Una brisa derramada en bocanadas, destapa por momentos la senda de una luna abriéndose camino hacia el plenilunio del solsticio. Un hálito avivador de hogueras espejeando en centenares de pupilas subyugadas por las llamas.
Algunos saltan, otros lanzan su lista falaz de esperanzas... y todos miran fascinados hacia el fuego acogedor, deseando creerlo purificador y portador de esa inalcanzable segunda oportunidad.
Pero la pira, impávida e imparcial, se limita a consumir desvanes y despojos de vida que se evaporan en gris ante sus miradas extraviadas.
Y por unos breves instantes todos están de "cuerpo presente" y en total ausencia...
Camina cuesta abajo sin prisa, por una calle estrecha y luminosa de un barrio residencial muy característico, lejos del centro. En ese semi silencio típico de los lugares tranquilos. La ciudad vertical cede ahí el paso a chalets y a alguna que otra casona señorial. Una brisa suave mezcla aromas de jazmín, salitre y hierba recién cortada.
Escucha sus propios pasos sobre la acera, salpicada de las buganvilias que el calor incipiente ya desnuda. En esa calle solitaria se respira una paz llena de vida, mucho más que en cualquiera de las grandes Avenidas llenas de gente y de comercios de lujo.
Poco a poco, se abren paso los ruidos cotidianos de la ciudad despertándose de la siesta. El sonido peculiar de la persiana del Kiosco cobrando vida de nuevo, los pasos de una madre apresurada de camino al colegio, algún coche... El rumor amortiguado y lejano del tráfico en una arteria cercana... El timbre de la bicicleta de los chavales la distrae un momento, pero la esquina engulle rápidamente su bullicio y el silencio la envuelve de nuevo.

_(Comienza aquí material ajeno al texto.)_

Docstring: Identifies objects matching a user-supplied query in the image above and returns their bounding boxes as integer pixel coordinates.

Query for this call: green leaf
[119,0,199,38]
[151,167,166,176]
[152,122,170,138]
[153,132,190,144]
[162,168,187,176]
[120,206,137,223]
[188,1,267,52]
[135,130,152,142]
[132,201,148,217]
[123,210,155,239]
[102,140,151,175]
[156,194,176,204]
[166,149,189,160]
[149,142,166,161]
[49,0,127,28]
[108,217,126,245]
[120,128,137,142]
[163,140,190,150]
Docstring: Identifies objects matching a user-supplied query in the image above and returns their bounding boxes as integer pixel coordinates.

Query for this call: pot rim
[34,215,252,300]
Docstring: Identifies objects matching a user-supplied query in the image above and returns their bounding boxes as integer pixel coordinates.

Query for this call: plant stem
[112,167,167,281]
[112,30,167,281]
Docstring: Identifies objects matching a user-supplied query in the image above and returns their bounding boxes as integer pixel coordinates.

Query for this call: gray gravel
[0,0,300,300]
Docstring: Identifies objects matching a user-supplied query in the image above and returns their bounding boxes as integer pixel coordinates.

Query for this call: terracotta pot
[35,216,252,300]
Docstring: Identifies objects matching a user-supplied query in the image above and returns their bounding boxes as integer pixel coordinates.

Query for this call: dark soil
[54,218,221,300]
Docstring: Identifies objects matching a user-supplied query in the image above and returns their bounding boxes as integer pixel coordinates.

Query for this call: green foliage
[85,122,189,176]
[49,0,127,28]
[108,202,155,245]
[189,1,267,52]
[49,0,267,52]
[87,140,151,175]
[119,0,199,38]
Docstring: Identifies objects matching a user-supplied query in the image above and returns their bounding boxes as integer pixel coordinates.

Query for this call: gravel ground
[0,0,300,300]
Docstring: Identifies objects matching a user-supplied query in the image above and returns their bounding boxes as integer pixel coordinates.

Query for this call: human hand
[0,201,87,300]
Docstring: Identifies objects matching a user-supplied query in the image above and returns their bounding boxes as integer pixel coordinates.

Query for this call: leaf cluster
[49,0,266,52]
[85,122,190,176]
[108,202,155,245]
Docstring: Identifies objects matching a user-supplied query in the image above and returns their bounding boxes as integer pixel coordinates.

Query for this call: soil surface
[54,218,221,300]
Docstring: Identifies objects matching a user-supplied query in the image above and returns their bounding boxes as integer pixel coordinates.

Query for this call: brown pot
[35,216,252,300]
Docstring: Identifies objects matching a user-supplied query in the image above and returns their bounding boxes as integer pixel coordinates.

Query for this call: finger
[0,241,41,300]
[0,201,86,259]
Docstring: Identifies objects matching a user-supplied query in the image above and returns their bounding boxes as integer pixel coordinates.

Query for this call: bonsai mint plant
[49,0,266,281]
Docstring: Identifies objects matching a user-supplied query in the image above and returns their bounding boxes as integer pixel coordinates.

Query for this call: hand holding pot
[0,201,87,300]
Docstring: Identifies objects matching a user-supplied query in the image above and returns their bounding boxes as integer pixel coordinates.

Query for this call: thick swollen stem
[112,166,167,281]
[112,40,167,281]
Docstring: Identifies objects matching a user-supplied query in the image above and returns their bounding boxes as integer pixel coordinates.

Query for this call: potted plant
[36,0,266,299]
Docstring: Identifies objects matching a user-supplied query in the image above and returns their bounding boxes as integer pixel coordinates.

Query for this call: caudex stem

Alza la vista hacia un cielo sin nubes, como un espejo de un azul rabioso. Al bajarla, por encima de las tapias de los jardines, distingue las copas de lo árboles verdes y espesas. Ahítos los oídos de música firmada por el coro de gorriones y golondrinas de un verano en ciernes. Un gato callejero y curtido en mil batallas, la observa inquieto desde la ventana de una torre abandonada e invadida por la maleza.
La vida la rodea con su pálpito, mientras respira serena pero a pleno pulmón. Es agradable sentir como le mece el ánimo y el flequillo esa brisa templada, casi caliente, de ese final de primavera. Deja que se apropie de cada rincón de su piel y le entrega hasta el cerebro... el Nirvana debe de ser algo parecido.
A punto de abandonar la adolescencia, es una de esas primeras veces en que sin explicación racional alguna, presagia que comienza a controlar su vida. Esa sensación la hace sentirse especialmente bien dentro de su piel. Casi una hazaña a esa edad.
El mundo, tal como lo percibe en esos momentos, le parece un bocado fácil de digerir. Piensa que quizás hoy sucederá algo especial, aunque no sea así. No hay nada de particular en su vida, como en la mayoría de las vidas. Pero aún no lo sabe, ni le importa. Lo que quiere, es retener el bienestar profundo de esos instantes en su memoria a lo largo de los años. Ahora, con la perspectiva del paso del tiempo, da por supuesto, que aparte de la benévola meteorología y la belleza exquisita del lugar, sólo se trató de un ataque de hormonas adolescentes en plena primavera.